Consider mixing cream into your
morning coffee. You can mix them together, but it is extremely difficult to separate them. This is because mixing creates entropy, a measure of chaos or lack of order. Separating the cream from the coffee would require decreasing entropy, but the second law of thermodynamics states that entropy cannot be destroyed, only created. This means that everything is always moving towards a state of maximum chaos. There is no force that opposes this trend. Could God be the force that creates order?

But wait! Now we have a God that is both randomness and order. Can God be both? These conceptions of God also push us beyond our usual anthropomorphic images of God. Can God be both familiar—human-like—and unimaginably foreign? I believe so.

Indeed, Christian theology is full of paradox. Consider the Trinity: a monotheistic religion understanding God as three distinct parts forming a complete whole. Surely a Three-in-One God manifested in a man both fully human and fully divine must be understood as a complete whole made of many contradictions.

Just as my existence in a contradictory world reveals to me a fuller understanding of God, it also reveals a fuller understanding of myself. Coming to understand myself as both a rational engineer and an emotional being was not easy, but it allows me to experience life as a whole human, comprised of contradiction.

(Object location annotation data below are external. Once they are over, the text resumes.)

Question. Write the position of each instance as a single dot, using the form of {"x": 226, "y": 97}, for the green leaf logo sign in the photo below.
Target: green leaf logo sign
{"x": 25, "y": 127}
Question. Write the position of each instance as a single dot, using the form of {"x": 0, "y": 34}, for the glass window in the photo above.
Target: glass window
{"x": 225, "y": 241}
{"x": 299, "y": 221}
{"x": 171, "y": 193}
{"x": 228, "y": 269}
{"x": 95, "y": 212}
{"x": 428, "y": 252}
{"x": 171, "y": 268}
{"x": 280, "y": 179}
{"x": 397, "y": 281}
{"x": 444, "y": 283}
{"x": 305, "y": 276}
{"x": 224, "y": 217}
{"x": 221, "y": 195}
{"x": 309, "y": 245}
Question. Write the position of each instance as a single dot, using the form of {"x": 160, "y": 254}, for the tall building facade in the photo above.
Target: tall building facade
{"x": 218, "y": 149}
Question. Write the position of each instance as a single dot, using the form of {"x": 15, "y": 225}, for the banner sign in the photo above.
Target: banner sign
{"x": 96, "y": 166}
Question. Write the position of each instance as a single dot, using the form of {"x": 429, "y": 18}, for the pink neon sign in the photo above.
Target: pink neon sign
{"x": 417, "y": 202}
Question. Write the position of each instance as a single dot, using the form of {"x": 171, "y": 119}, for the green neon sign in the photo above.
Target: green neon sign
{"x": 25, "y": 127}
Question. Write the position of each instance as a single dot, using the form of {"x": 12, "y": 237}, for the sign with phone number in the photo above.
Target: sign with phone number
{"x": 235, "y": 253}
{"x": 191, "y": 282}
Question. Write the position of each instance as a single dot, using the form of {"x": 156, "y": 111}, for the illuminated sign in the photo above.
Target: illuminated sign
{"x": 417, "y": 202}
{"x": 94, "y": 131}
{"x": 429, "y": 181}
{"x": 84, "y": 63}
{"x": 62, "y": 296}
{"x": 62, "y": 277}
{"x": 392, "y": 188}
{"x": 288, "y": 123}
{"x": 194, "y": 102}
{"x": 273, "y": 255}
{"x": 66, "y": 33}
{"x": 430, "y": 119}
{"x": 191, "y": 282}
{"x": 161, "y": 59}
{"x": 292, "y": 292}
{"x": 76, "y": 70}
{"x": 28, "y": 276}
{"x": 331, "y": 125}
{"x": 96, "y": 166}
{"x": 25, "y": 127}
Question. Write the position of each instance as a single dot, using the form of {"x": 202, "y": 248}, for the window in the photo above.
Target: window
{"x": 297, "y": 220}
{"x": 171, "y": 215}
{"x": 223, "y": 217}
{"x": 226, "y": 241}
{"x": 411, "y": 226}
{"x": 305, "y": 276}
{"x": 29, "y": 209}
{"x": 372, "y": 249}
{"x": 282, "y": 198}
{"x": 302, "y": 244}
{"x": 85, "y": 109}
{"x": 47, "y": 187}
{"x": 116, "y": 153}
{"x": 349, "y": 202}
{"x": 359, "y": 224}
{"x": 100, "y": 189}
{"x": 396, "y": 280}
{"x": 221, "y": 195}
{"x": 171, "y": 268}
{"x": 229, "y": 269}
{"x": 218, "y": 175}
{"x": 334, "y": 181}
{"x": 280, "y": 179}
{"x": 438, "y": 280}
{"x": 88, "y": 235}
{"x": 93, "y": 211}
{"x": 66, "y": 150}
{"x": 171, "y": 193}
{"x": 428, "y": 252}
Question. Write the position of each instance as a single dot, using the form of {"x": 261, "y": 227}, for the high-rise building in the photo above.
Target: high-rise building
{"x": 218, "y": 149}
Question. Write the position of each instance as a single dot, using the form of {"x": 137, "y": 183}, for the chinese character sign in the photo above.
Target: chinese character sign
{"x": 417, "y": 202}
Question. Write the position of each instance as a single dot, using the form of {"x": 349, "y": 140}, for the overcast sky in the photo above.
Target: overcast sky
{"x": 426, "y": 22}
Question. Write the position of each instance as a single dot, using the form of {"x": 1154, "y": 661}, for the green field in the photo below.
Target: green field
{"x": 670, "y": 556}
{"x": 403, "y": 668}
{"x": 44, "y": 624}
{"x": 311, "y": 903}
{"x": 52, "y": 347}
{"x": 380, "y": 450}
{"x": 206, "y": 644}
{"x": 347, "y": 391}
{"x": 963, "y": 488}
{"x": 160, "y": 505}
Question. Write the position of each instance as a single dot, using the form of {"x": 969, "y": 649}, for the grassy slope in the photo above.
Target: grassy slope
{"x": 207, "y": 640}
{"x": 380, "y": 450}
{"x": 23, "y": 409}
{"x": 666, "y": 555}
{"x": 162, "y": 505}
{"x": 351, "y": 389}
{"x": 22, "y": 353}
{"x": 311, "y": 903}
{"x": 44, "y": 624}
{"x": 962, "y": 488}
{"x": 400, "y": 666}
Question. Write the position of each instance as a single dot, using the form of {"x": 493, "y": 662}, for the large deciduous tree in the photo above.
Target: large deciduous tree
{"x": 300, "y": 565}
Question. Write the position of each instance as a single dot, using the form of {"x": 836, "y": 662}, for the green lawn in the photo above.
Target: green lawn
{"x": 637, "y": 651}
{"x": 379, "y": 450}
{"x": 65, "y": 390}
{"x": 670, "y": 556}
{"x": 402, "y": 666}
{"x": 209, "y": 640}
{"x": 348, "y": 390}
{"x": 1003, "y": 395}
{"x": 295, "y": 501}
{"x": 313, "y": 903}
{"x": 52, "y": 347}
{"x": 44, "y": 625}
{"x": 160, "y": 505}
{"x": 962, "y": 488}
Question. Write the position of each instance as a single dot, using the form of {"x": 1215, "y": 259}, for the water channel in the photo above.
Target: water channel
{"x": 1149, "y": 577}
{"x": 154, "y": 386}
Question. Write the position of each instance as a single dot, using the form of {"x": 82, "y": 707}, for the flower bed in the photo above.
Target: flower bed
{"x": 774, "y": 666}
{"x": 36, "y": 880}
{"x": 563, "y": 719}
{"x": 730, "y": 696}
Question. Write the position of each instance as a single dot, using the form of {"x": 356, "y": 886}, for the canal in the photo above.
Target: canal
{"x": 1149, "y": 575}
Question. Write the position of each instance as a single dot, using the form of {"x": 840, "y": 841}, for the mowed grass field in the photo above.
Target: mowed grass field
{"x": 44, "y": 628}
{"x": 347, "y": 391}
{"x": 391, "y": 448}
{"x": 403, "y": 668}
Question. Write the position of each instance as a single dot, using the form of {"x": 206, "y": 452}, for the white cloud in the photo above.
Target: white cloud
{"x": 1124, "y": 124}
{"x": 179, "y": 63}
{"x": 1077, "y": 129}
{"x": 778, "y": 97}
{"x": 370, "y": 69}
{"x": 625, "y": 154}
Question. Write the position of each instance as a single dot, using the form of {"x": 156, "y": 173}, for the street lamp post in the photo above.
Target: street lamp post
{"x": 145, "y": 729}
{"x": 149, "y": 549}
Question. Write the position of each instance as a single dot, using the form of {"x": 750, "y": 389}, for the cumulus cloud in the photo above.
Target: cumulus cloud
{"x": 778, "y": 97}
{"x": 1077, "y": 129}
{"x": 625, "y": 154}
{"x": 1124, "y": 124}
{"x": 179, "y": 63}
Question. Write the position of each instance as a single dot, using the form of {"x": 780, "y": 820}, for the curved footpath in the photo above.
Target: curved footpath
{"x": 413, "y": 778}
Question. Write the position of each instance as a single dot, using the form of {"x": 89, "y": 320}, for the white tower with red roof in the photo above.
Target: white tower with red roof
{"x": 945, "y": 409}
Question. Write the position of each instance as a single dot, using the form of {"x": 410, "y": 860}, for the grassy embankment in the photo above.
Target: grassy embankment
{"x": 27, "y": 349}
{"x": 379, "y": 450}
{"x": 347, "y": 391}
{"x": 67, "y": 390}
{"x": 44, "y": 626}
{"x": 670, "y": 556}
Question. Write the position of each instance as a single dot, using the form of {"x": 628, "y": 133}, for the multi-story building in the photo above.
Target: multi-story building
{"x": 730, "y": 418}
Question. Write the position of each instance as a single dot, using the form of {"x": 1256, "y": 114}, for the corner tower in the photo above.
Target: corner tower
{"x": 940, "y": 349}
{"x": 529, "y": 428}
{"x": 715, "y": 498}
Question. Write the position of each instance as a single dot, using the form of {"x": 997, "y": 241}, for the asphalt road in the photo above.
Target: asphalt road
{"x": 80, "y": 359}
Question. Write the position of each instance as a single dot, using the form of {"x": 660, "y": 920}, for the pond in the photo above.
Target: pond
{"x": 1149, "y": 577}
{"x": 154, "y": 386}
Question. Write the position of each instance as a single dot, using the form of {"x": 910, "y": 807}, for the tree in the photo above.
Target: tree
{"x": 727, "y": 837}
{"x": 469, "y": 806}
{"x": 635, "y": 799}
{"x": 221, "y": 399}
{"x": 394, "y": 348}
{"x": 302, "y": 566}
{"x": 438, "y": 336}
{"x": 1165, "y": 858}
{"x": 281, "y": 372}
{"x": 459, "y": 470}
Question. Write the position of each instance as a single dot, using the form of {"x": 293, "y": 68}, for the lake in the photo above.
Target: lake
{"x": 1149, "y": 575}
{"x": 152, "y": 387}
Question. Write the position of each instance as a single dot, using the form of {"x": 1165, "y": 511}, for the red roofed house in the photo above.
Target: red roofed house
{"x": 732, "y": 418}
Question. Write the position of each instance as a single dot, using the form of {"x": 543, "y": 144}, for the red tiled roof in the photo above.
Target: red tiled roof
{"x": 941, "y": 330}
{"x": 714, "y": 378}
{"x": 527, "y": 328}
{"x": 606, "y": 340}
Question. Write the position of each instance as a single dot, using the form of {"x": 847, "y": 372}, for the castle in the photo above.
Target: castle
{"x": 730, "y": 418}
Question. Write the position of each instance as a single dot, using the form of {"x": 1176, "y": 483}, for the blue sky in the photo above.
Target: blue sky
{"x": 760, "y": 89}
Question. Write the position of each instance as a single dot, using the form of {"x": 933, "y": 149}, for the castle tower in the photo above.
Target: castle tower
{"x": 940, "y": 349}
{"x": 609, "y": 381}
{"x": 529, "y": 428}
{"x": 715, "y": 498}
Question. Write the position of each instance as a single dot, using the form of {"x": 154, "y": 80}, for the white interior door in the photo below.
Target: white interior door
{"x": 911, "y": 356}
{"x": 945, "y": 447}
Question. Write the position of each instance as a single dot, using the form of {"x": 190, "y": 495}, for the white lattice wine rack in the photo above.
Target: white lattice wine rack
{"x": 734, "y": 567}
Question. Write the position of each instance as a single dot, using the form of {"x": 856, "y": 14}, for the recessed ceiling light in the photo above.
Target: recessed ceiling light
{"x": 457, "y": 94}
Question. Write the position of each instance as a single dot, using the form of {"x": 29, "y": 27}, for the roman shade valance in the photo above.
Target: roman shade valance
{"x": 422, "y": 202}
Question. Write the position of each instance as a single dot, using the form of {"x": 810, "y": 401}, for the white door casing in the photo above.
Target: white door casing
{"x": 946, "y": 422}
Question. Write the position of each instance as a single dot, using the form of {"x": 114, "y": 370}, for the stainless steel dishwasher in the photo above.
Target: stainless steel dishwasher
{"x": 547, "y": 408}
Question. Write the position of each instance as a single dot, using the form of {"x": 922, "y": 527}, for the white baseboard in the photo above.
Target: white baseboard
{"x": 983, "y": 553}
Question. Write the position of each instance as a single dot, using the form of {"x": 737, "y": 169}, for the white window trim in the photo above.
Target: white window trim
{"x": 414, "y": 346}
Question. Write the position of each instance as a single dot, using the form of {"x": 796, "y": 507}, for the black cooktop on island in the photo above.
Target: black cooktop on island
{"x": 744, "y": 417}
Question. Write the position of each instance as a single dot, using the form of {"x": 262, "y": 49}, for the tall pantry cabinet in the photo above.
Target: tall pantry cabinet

So I challenge us all to embrace the contradiction and pursue it. Continue the unending journey of seeking the big picture—the complete truth—that contradiction reveals. For it is in embracing the contradiction that we learn to understand the whole.

Caleb Gingrich is a recent graduate of systems design engineering at the University of Waterloo, Ont. He lived at Conrad Grebel University College while earning his degree, and attends Stirling Avenue Mennonite Church, Kitchener.